7. En cinquième lieu, M. B soutient résider habituellement en France depuis qu'il a treize ans, soit depuis l'année 2004. Ainsi qu'il a été dit au point 4, la communauté de vie de M. B avec son épouse de nationalité française n'est pas établie. En outre, les pièces versées au dossier constituées notamment de certificats de scolarité au titre des années 2006 à 2009, d'une attestation d'hébergement non datée de son oncle, d'une attestation établie le 4 mars 2021 par sa tante indiquant qu'elle l'a hébergé de 2014 jusqu'au 3 septembre 2016, de quelques relevés de compte au titre de la fin de l'année 2019 et du début de l'année 2020, d'une promesse d'embauche en date du 23 mars 2021 qui ne permettent d'établir qu'une présence ponctuelle de M. B sur le territoire, ne démontrent pas qu'il aurait noué sur le territoire des liens intenses, stables et durables au sens de l'article 8 de la convention européenne de sauvegarde des droits de l'homme et des libertés fondamentales. Par suite, le moyen tiré de ce que la décision contestée aurait porté une atteinte excessive à son droit au respect de sa vie privée et familiale doit être écarté.

Sur la décision portant obligation de quitter le territoire français :

8. En premier lieu, la décision faisant à M. B obligation de quitter le territoire français mentionne les considérations de droit et de fait sur lesquelles elle se fonde et qui permettent de vérifier que le préfet a procédé à un examen de la situation particulière du requérant au regard des dispositions législatives et règlementaires applicables.

9. En deuxième lieu, eu égard à ce qui a été dit au point 3, M. B n'est pas fondé à soutenir que le préfet aurait commis une erreur d'appréciation pour avoir considéré qu'il représentait une menace pour l'ordre public.

10. En troisième lieu, comme il a été dit au point 4, M. B ne démontre pas que la communauté de vie avec son épouse de nationalité française se poursuivrait.
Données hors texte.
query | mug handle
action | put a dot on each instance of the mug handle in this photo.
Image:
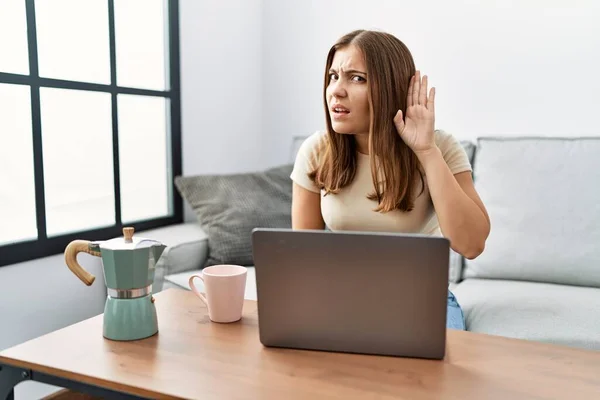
(195, 290)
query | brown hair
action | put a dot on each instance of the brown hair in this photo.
(394, 166)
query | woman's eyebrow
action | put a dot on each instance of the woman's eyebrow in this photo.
(350, 71)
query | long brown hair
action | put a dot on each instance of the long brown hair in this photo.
(394, 166)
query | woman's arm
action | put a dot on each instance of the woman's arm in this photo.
(462, 216)
(306, 209)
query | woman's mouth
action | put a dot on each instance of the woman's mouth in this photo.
(339, 112)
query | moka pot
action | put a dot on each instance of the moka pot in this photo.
(128, 264)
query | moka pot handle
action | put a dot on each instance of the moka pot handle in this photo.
(76, 247)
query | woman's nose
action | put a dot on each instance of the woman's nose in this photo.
(338, 89)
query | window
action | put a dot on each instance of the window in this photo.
(90, 135)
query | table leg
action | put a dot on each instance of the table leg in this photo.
(9, 378)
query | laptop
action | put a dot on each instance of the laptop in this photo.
(352, 292)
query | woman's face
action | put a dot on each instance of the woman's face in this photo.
(347, 92)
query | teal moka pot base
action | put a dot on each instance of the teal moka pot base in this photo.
(128, 265)
(130, 319)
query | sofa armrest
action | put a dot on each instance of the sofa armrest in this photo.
(187, 250)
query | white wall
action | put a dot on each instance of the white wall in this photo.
(221, 85)
(500, 67)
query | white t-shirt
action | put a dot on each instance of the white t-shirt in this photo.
(351, 210)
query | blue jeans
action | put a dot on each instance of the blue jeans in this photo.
(454, 318)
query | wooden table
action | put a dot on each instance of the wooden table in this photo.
(191, 357)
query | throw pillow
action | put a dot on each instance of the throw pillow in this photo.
(229, 207)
Il n'est dès lors pas fondé à soutenir qu'il ne pouvait faire l'objet d'une obligation de quitter le territoire français en application des dispositions du 6° de l'article L. 611-3 du code de l'entrée et du séjour des étrangers et du droit d'asile.

11. En quatrième lieu, ainsi qu'il a été dit au point 7, M. B ne démontre pas résider de façon habituelle sur le territoire français depuis qu'il a atteint au plus l'âge de treize ans. Il n'est par suite pas fondé à soutenir qu'il ne pouvait faire l'objet d'une obligation de quitter le territoire français en application des dispositions du 3° de l'article L. 611-3 du code de l'entrée et du séjour des étrangers et du droit d'asile.

12. En dernier lieu, M. B ne peut utilement invoquer les dispositions de l'article L. 631-2 du code de l'entrée et du séjour des étrangers et du droit d'asile relatives à une décision d'expulsion à l'encontre d'une décision portant obligation de quitter le territoire.

13. Il résulte de tout ce qui précède que la requête de M. B est manifestement dépourvue de fondement et doit, en toutes ses conclusions, être rejetée par application des dispositions sus rappelées de l'article R. 222-1 du code de justice administrative.

ORDONNE :

Article 1er : La requête de M. B est rejetée.

Article 2 : La présente ordonnance sera notifiée à M. A B.

Copie en sera adressée au préfet des Alpes-Maritimes.

Fait à Marseille, le 15 septembre 2022.